Arts education, with its ability to instill social skills, empathy, intellectual development, and critical thinking allows students more ability to adapt as those as-yet-unknown jobs and roles reveal themselves over time. But we all already know that, she says, but instead of talking about that stuff we know, we shrink away and fall back into the world of data, tables, and numbers that we feel decision makers want to hear.
And let’s be honest, it’s not really working. Starting in the mid 1980s, on the tail of the passage of Prop 13 in California, the public at large started to make a demonstrable shift away from valuing the arts. The number of eighteen-year-olds claiming to have received any arts education has declined, and precipitously, every year since 1985.
This isn’t new info, and it probably has been rehashed better than I could in many other blogs across the ether, but the sum of it is that we are up against a mightily fractured world being run by a series of generations who have, by and large, had little or no sustained education in (or using) the arts, and who consequently are acting like people that don’t care about a looming loss simply because that loss has never been personally felt.
It’s a hard place in which to find ourselves, a shrinking minority in a country with very little love for something that has been framed (by both them and us) as a luxury, a “want” instead of a “need.”
At the same conference, Tom Kaiden, the head of the Greater Philadelphia Cultural Alliance, shared his organization’s shorthand for effective advocacy – “Stories + Data = Truth.”
Taken in context with Goldbard’s arguments, and looking at it from the point of view of a community-level service organization, my main takeaway was that the nature and power of our arguments are being called into question, and the fact that we often flee from our inherent artistic skills as storyteller in favor of flat statistics and numbers has become problematic.
This thing we love, this art, is so personal and intimate that it is difficult to talk about in terms of value, leading us to focus on extrinsic and instrumental benefits (those things that sit next to, or two steps away from, the immediate internal impact of the experience of art on the audience) instead of the fundamental, indefatigable transformative power of art.
Which of course we do because we haven’t had a whole ton of success talking about the fundamental, indefatigable transformative power of art, because the people we are usually talking to are numbers people, graphs people, and — perhaps most fundamentally — people whose constituents simply don’t take much time to care about the transformative power of art.
The gap between data and anecdote is profound and frustrating, so wide as to make them seem at times like two separate languages – one the common tongue of our legislators and funders, the other the natural way we speak to each other and think about ourselves and our value.
Toward the end of her speech, Goldbard returned to the theme of speaking from our truest place.

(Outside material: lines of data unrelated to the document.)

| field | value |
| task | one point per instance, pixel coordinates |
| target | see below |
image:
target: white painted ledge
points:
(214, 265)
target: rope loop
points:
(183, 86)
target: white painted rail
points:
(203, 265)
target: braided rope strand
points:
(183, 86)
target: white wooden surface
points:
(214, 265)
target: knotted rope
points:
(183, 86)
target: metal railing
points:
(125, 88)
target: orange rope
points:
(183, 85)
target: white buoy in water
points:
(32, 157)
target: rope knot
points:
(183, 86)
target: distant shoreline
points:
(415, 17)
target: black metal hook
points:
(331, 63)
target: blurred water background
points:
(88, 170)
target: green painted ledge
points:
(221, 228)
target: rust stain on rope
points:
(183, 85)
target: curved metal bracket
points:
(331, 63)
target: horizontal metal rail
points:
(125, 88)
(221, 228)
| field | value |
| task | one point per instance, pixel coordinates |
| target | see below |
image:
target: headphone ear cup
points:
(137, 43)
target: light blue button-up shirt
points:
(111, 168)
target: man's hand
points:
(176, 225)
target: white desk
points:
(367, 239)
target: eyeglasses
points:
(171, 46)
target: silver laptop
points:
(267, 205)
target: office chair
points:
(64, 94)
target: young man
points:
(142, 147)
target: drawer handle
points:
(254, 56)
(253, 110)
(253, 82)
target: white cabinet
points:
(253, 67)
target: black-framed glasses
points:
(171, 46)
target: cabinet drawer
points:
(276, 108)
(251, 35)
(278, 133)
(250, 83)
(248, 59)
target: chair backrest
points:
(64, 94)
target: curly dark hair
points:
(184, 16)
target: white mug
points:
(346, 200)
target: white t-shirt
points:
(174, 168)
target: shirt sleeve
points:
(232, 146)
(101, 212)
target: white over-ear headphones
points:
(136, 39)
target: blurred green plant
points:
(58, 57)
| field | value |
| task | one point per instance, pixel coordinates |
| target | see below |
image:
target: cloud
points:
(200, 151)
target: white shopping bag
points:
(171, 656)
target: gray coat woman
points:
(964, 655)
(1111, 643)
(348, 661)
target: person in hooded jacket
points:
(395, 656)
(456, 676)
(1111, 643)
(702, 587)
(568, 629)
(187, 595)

She said, “Our power to persuade is at its height when there is absolute congruence between the story we tell ourselves and the world, when there isn’t a hair’s breadth of distance between what we know and what we represent.”
If we are to carry forward new arguments about arts and arts education that veer less from our natural inclinations as storytellers, I believe we need to construct a bridge between data and story and use it to take skeptics along with us.
I wonder what it would take to generate an impulse to ask for more art from the general population.
I wonder how much, or how long, we would have to talk and demonstrate and proselytize before we saw an uptick.
I’ll tell you, though, that news like this, the newly-released monograph from the NEA outlining the drastically deteriorating state of arts education in America, particularly for African-Americans and Hispanics, makes me think we’ve got to be very careful not to simply cede the ground to a growing population of people who have never found a place for this thing we love so much.